Published in the American Journal of Gastroenterology, these results offer encouraging news for patients with PSC, for which there are currently no effective treatments short of liver transplantation. The trial also lays the groundwork for a pivotal phase 3 study to further evaluate the drug’s effectiveness, which could lead to U.S. Food and Drug Administration (FDA) approval.
“In the trial, nebokitug demonstrated that it has the potential to change the lives of patients with PSC by reducing fibrosis and inflammation, which should lead to improved outcomes,” said Christopher Bowlus, chief of Gastroenterology and Hepatology at UC Davis Health and one of the lead authors of the publication. “These results are good news for patients with PSC, who are in desperate need of an effective, FDA-approved therapy.”
“These results are good news for patients with PSC, who are in desperate need of an effective, FDA-approved therapy.”—Christopher Bowlus
What is primary sclerosing cholangitis?
PSC is a rare, chronic liver disease that causes inflammation and scarring of the bile ducts. These ducts carry bile from the liver to the small intestine to help digest fats. When they become damaged and narrow, bile builds up in the liver, leading to liver injury over time.
The exact cause of PSC is not fully understood, but most patients also have inflammatory bowel disease, suggesting a direct link between intestinal inflammation and the liver. Symptoms can include fatigue, itching and jaundice, though some people have no symptoms at first. There is no cure, and treatment focuses on managing symptoms and complications. In advanced cases, a liver transplant may be needed.

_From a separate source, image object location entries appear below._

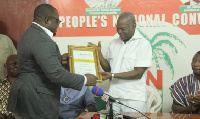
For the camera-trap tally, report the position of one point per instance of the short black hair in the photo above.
(128, 15)
(44, 10)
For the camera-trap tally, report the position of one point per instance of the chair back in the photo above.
(154, 100)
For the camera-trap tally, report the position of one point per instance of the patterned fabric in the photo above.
(188, 85)
(4, 93)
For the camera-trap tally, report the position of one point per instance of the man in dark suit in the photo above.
(36, 92)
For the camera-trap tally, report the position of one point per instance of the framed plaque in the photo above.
(84, 60)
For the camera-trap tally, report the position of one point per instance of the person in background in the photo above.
(125, 64)
(11, 65)
(6, 48)
(186, 91)
(36, 92)
(74, 103)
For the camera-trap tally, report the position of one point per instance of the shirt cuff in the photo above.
(85, 80)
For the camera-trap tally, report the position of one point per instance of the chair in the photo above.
(101, 105)
(154, 100)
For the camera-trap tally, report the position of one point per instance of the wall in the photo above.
(16, 16)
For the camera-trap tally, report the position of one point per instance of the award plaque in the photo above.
(84, 60)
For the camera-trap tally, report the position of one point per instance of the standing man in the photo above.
(36, 92)
(126, 63)
(6, 48)
(186, 91)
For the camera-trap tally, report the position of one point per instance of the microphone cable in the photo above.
(134, 109)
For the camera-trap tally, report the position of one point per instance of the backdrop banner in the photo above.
(172, 27)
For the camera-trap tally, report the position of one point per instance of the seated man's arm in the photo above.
(89, 102)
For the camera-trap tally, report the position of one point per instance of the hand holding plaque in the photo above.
(84, 60)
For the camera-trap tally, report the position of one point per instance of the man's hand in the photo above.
(91, 80)
(106, 75)
(194, 101)
(93, 45)
(65, 60)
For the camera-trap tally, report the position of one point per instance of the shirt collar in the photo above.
(45, 29)
(136, 35)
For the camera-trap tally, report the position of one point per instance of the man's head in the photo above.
(11, 65)
(47, 16)
(196, 64)
(126, 26)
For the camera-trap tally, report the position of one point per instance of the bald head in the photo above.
(12, 65)
(44, 10)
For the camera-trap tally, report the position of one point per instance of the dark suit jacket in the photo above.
(36, 92)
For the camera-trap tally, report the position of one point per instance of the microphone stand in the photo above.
(111, 110)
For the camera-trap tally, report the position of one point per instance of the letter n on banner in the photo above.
(158, 83)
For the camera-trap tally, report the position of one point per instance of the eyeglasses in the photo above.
(58, 21)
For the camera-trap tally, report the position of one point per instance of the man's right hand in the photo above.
(90, 44)
(91, 80)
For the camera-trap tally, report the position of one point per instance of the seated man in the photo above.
(11, 65)
(186, 91)
(74, 103)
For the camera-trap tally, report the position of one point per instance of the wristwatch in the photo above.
(86, 110)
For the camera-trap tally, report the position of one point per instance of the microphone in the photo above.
(99, 92)
(105, 96)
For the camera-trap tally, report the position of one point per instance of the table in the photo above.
(150, 115)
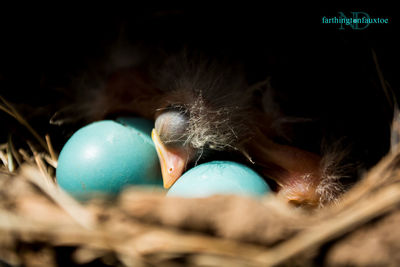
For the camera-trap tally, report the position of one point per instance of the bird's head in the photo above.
(186, 134)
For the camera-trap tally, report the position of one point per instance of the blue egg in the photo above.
(106, 156)
(219, 177)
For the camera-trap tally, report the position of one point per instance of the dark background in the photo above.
(319, 71)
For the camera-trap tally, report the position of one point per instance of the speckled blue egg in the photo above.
(106, 156)
(219, 177)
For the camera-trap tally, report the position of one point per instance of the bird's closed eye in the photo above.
(171, 125)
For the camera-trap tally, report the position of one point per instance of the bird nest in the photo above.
(41, 225)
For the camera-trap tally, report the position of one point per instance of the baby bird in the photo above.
(204, 111)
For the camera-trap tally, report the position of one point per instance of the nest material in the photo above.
(41, 225)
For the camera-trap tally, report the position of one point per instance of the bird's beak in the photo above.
(172, 161)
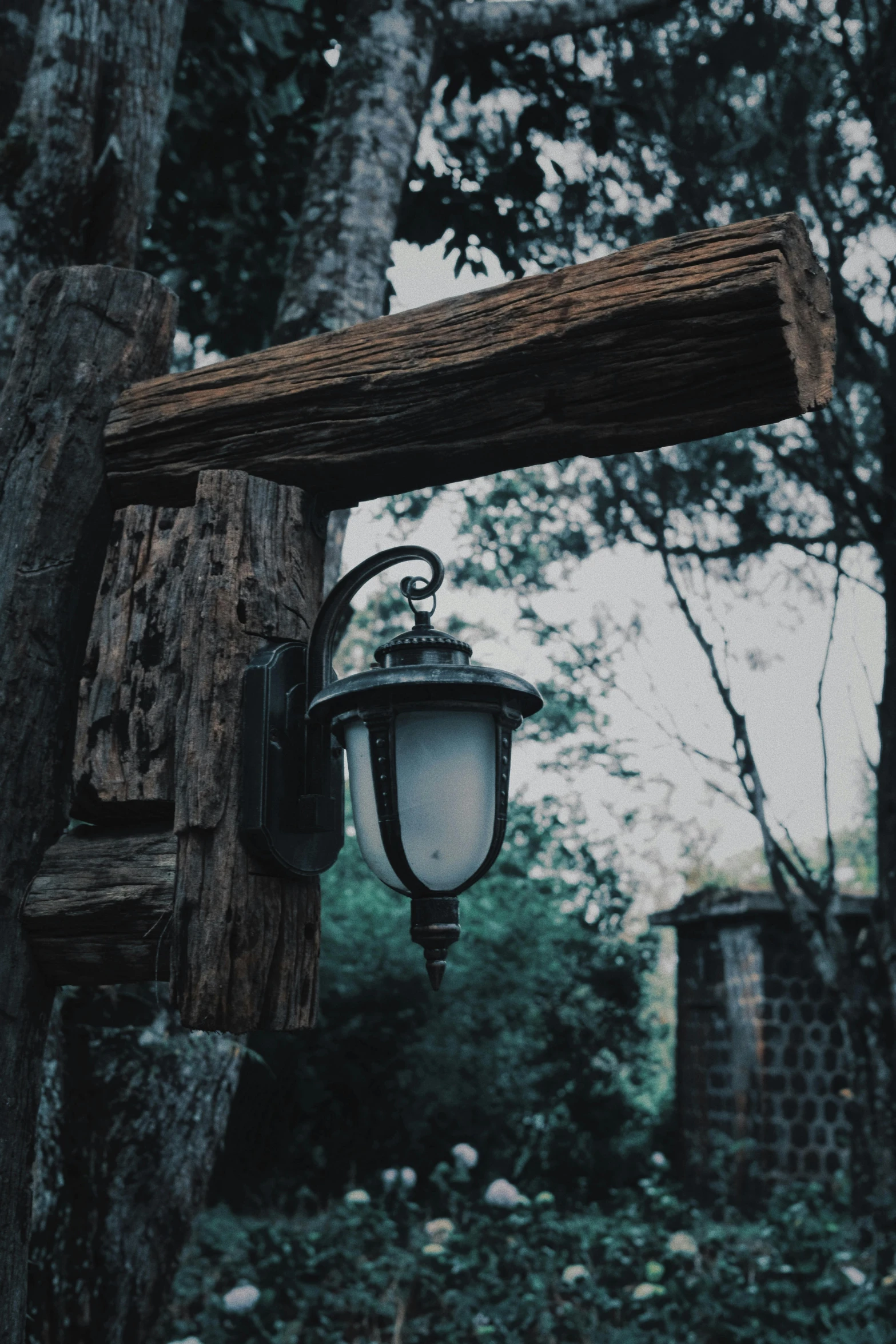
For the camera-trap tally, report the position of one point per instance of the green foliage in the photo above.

How does the new treatment work?
Nebokitug is a lab-made antibody designed to block a protein called CCL24. This protein plays a role in inflammation and scarring by interacting with certain inflammatory cells in the liver.
In PSC, CCL24 levels are higher than normal and are found around the bile ducts, where they contribute to liver damage. Studies have shown that blocking CCL24 can reduce these harmful processes. In experimental models of PSC, this approach has demonstrated potential benefits, suggesting that this treatment may help slow disease progression by targeting both inflammation and fibrosis.
For the Phase 2 SPRING trial, PSC patients were randomly assigned to receive nebokitug at two different doses or a placebo through an IV every three weeks for 15 weeks. The main goal was to check safety. Researchers also measured liver health using blood tests, imaging and markers linked to liver scarring. Patients who completed the first part could continue nebokitug for up to 48 weeks. The study enrolled 76 patients across five countries and most eligible participants joined the extension.
Results showed nebokitug was safe and well tolerated. Patients, especially those with more advanced liver scarring, had improvements in key measures like liver stiffness and fibrosis markers compared to placebo.
“These results suggest this treatment may help slow PSC progression by reducing inflammation and scarring, though more research is needed to confirm its long-term benefits,” added Bowlus.